Well STBXW will be served today. We told our daughter last night and then all went to her new apartment to look at it. Definitely challenging emotionally, but I'll feel surprisingly at peace with how things are going. Acceptance is starting to set in and even if I have thoughts of the EA, it does not bother me too much. I think it has helped that I took control of the situation, filed for D and have really begun to let. I realized I have no control over what my wife will do, her EA, or her future. All I can control is myself and what I do for the kids. I have started sleeping well again and I have been getting through each day okay. I know I am still on a roller coaster and will have setbacks, but I know I will be okay in the end.

STBXW on the other hand is having some challenges. The puts on the act that she is happy and contect with what she is doing, but reality is starting to set in for her. She is stressed with all she has to do to start her "new life". She still has little support from family and has started using me as an emotional plan B again. I'm not pushing back on that right now since she moves out tomorrow. If she moves out tomorrow, I may need to redefine my boundary on the subject. 

We'll see how things go.


----------



## Sod (Aug 20, 2011)

DSSM - Its almost liberating when a decision has been made. Getting out of the limbo or false hope stage is the next step in the healing process and will allow you to work on the new version of your future unencumbered with the baggage holding you back. Once my divorce was filed I was truly able to gain clarity in what I wanted and it accelerated my healing process where I am more positive about my future than my past.

Hang in there as you both work through this. My STBXW also had the reality hit home when I disengaged and it shocked her and I am sure she is wondering what she has done. Either way, I know I am better without her and much happier than I have been in a long, long time!


----------



## DSSM9500 (Sep 16, 2011)

STBXW moves out today. A funny thing is that I'm not too worked up about it. This morning I told her that last week I have suddenly been able to sleep again. Her response was "its probably because you don't care anymore". Wow...I think she is right! I feel like I have moved through a pretty big step - I may have successfully detached. Realistically I know there will be setbacks, but overall I'm recovering well. A few weeks ago it was hard for me to let go, but it may actually be working. Sure I'm sad about how STBXW feels and its sad that our marriage is ending, but hey, life goes on. I'll be okay without her. I don't need her as a partner to be happy. 
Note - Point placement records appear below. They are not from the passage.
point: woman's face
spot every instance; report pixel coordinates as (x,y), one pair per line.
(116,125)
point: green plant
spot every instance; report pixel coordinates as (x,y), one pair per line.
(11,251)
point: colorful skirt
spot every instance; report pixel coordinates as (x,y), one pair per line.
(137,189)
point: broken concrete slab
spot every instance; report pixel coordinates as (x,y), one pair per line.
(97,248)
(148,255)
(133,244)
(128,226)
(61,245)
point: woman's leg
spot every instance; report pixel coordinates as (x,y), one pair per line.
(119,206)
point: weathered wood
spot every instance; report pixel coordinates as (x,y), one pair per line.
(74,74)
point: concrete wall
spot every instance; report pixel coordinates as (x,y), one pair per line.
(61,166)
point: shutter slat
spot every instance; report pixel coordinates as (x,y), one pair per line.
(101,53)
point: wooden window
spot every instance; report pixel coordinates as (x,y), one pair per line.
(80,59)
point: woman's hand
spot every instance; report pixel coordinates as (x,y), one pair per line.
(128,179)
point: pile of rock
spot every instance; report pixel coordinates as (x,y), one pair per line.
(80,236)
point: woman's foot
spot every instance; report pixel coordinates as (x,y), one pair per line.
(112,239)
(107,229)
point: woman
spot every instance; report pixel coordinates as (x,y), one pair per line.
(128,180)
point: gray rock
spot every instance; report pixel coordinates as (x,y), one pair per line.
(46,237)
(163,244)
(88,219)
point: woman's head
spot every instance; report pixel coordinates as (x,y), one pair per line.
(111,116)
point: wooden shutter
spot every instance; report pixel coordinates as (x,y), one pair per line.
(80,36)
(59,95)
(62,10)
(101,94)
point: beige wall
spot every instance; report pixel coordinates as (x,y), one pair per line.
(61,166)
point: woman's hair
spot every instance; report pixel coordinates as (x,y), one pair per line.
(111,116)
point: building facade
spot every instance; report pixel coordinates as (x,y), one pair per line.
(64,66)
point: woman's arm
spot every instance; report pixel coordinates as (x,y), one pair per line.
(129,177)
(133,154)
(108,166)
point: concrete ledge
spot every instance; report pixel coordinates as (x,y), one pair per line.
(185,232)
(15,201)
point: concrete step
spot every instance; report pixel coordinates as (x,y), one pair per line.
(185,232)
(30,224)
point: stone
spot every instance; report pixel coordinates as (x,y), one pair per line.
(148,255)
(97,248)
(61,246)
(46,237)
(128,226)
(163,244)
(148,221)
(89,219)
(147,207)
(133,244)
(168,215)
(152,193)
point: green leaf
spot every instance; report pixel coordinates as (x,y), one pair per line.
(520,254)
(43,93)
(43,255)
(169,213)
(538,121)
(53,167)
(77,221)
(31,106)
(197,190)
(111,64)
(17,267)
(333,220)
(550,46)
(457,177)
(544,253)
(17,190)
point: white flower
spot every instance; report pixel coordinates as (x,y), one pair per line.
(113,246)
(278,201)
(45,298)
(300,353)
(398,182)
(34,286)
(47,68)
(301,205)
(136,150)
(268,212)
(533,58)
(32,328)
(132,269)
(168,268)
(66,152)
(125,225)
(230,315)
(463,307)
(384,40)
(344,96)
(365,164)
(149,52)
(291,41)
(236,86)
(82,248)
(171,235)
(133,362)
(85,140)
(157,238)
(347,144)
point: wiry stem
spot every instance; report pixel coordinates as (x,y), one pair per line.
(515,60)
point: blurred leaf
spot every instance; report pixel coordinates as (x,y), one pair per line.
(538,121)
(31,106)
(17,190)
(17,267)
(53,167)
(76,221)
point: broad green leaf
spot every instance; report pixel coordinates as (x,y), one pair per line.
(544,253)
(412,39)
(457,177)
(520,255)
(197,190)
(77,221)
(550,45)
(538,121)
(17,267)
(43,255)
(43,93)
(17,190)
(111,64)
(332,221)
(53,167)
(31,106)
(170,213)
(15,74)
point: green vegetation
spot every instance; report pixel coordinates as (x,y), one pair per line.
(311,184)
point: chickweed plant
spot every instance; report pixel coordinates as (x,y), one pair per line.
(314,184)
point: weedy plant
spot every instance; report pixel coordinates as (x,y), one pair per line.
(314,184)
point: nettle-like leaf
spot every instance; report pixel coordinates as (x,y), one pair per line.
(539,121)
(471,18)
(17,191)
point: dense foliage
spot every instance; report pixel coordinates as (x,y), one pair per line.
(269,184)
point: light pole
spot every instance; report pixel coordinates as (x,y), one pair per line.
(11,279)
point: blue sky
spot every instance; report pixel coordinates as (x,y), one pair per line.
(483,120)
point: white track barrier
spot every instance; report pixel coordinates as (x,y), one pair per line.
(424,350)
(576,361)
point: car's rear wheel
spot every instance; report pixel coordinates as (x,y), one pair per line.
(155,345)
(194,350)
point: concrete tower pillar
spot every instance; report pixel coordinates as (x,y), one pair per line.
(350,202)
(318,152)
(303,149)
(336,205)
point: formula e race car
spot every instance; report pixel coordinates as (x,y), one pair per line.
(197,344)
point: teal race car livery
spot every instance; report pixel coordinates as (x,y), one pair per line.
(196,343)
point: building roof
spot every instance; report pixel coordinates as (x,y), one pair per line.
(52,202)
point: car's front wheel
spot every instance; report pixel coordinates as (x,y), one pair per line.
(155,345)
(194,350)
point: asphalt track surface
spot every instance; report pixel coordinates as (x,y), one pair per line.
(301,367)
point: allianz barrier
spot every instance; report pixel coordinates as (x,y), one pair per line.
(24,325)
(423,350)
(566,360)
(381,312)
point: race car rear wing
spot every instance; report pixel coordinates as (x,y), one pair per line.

STBXW on the other hand is stressed. I can tell she has been dropping little hints about how stressful her life is and all the things she has to do, but hey - this is what she wanted. This is what she chose, so I don't fell sorry for her.


----------



## Almostrecovered (Jul 14, 2011)

the opposite of love is not hate, it's indifference


----------



## DSSM9500 (Sep 16, 2011)

Almostrecovered said:


> the opposite of love is not hate, it's indifference


Wise words! Yes....I feel indifferent about her. I have mostly stopped thinking about the EA and when I do, the feelings go away pretty quickly and are not as intense. Even with our marriage problems I have realized that I cannot control how she feels - so I'm just focusing on what I can: myself and the kids. Honestly I don't think we could have ever recovered from the EA. It would have always been an elephant in the room. So this may all be for the best.


----------



## TimeHeals (Sep 26, 2011)

DSSM9500 said:


> Wise words! Yes....I feel indifferent about her. I have mostly stopped thinking about the EA and when I do, the feelings go away pretty quickly and are not as intense. Even with our marriage problems I have realized that I cannot control how she feels - so I'm just focusing on what I can: myself and the kids. Honestly I don't think we could have ever recovered from the EA. It would have always been an elephant in the room. So this may all be for the best.


People do recover. Not many do, but sometimes they do recover and go on to have much better marriages.

Getting past the EA, earning trust, forgiveness... that's the easy part.

The hard part is dealing with all of the issues that put the marriage at risk in the first place, and that's if you really have two people who really, really want to get past it, learn from it, and move beyond it.

It's not easy, but oddly... if there is true remorse and transparency, reconciling can start off just like dating somebody new (you both having grown).

Sooner or later, however, any problems you had in the marriage beyond the EA present themselves.

Things like ineffective communication, poor boundaries, lack of compromise by one or both partners, selfish self-entitlement, and so on just don't go away.


----------